In the aftermath of this statement many personal reflections have been shared which detailed a litany of horrible experiences that the contributors had suffered in their schooling. In almost every scenario I read, the rationale for this behaviour had nothing to do with the victim’s character and had far more to do with an exercise of power on the part of the perpetrators. Suggesting that a student who was targeted for their race, familial background, physical appearance or other factor beyond their control should be more “likeable” amounts to victim blaming. Using the euphemism “feedback” to characterise what was often exceptionally cruel verbal and sometimes dangerous physical attacks has also raised the ire of those trying to overcome the associated trauma.
While it is a shame that Marsden’s statement has refreshed the pain for these victims, I do think that there is merit in raising discussion around the topic of bullying so that, as a community, we can all enhance our awareness and take responsibility for contributing to maintaining the safest environment we can for all our students and staff.
I deliberately refer to staff here, as it is a discouraging reality that according to media reports some of the worst bullying behaviour that occurs in Australian schools can be that of parents directed towards staff members.

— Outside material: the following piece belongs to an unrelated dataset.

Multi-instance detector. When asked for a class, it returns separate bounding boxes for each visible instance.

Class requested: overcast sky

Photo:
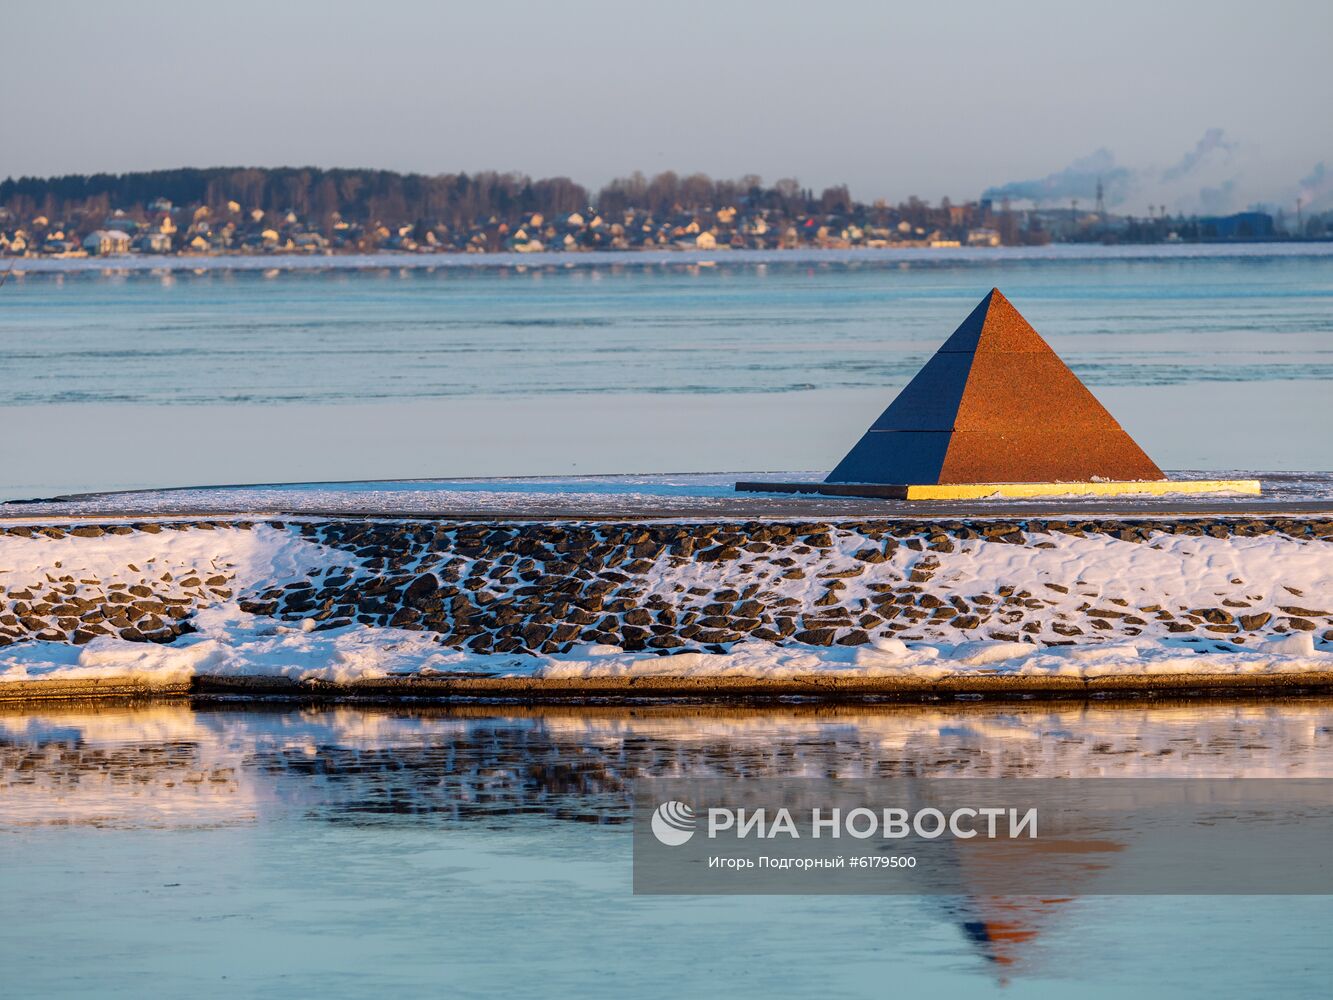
[5,0,1330,213]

One aspect of Marsden’s quote that has been neglected in much media coverage is his use of the term “so-called bullying”. This refers to a phenomenon that I believe every educator would be familiar with. The term bullying has become a catch-all term that is frequently misused to characterise disputes, arguments or various conflict. However, the term has a very specific meaning in a schooling context. The Australian government’s “Bullying. No way!” website defines bullying as “repeated verbal, physical, social or psychological behaviour that is harmful and involves the misuse of power by an individual or group towards one or more persons. Behaviours that do not constitute bullying include: mutual arguments and disagreements, not liking someone or a single act of social rejection, one-off acts of meanness or spite or isolated incidents of aggression, intimidation or violence.”
Misusing such a laden term can be unhelpful as even though other behaviours can cause similar damage, appropriate responses need to be targeted to the specific scenario. Anti-bullying programs are well-researched and are focused on applying proven strategies to ceasing the repetitive patterns of behaviour that can cause such harm.
It is an unfortunate truism that students, and indeed all humans, will sometimes be hurtful to one-another. Though this can be developmentally appropriate this is little comfort for those suffering as a result of poor behaviour.
It is disappointing that the emphasis of Marsden’s comments have been on what is wrong with the victim. A far more useful discussion relates to our communal responsibility to provide for a harmonious environment.
No school, and indeed no community, is free of unwarranted and unwanted negative behaviour. At King David we try to adopt leading proactive strategies that encourage safety and harmony in many ways. Our wellbeing lessons focus on the development of friendship skills, we have trained all our staff in respectful relationships, and our emphasis on emotional literacy and intelligence provides students with the tools to better manage themselves and their interactions. We also teach the importance of bystander intervention and have adopted a strong Positive Behaviour Policy.
Despite all of this there are invariably times when we are disappointed by negative behavioural choices. In these instances, we adopt our industry leading restorative practice protocols which prioritise relationship restoration and maintaining the dignity of all parties We also maintain a dedicated student email address email@example.com allowing students to privately raise concerns in a non-confrontational manner.
Our most successful strategy relates to investing in a school culture that aims to celebrate positive relationships and student individuality. We do not want to be a cookie-cutter environment which produces a student archetype but rather aim to support students to be the best version of themselves. Where this succeeds, we create avenues for students to recognise that our individual differences are what makes us stronger as a community.
Our students are growing up in a time where “group think” and nasty anonymous commentary are the mainstay of social media, indeed the vitriolic responses to Marsden’s commentary is an example of this. With this in mind, I believe that it is even more important that our schools act as a haven where our children can learn alternatives to the cynicism, constant judgment and negativity and can instead focus on developing mutual, respectful and flourishing relationships.